Interesting Index vs Managed Fund Study results
These academic studies seem to crop up at least annually. I generally appreciate the work and analysis that is put into the study and find it beneficial to my general understanding of the dynamics of the subject matter.
Through examination of current and survivor-bias-minimized fund data, as well as other academic studies on this issue, we find that index management outperformed active management in most asset classes.
Surprisingly, index management outperformed active management in the Small-Cap Value and Small-Cap Growth asset classes—precisely the asset classes where one would expect active management to outperform.
In the areas where active management outperformed index management, there were signs that this trend may be nearing an end. For example, active management in Mid-Cap Value and Small-Cap Blend outperformed index management over longer periods of five and ten years, but underperformed index management in near-term one-year or three-year periods.
As index funds can periodically be unsuccessful in replicating their respective indices, we also compared the active manager universe to the Standard & Poor's Blend and S&P/Barra Growth and Value indices. The S&P indices outperformed the majority of actively managed funds in all U.S. asset classes, including Mid-Cap Value and Small-Cap Blend.

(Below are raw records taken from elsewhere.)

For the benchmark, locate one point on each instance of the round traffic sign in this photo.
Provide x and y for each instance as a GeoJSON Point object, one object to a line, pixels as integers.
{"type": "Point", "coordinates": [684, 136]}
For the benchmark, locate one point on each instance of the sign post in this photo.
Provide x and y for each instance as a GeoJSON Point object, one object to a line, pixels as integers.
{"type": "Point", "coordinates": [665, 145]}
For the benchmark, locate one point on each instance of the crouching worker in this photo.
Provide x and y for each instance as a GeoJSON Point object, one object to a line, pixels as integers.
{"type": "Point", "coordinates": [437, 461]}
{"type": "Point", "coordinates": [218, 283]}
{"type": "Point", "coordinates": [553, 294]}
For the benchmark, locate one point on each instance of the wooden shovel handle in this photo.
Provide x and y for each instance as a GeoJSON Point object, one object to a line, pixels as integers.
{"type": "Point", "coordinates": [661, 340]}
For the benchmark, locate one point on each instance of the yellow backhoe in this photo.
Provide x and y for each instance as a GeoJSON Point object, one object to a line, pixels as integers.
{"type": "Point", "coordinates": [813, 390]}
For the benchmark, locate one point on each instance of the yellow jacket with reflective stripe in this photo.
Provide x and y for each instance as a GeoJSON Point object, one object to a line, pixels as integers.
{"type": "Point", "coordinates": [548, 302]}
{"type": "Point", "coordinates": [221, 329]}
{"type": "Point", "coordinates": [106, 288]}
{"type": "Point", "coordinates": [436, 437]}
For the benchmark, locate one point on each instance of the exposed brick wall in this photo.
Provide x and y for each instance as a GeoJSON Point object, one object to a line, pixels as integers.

Finally, we reviewed academic studies that examined the "persistence" of investment manager performance. Often, persistence studies examine active manager's ability to generate consistent (or persistent) performance. While most of these studies found some evidence of persistence, it is important to note that several of these studies found that the persistence phenomenon was mainly due to the persistent underperformance of the lowest returning funds.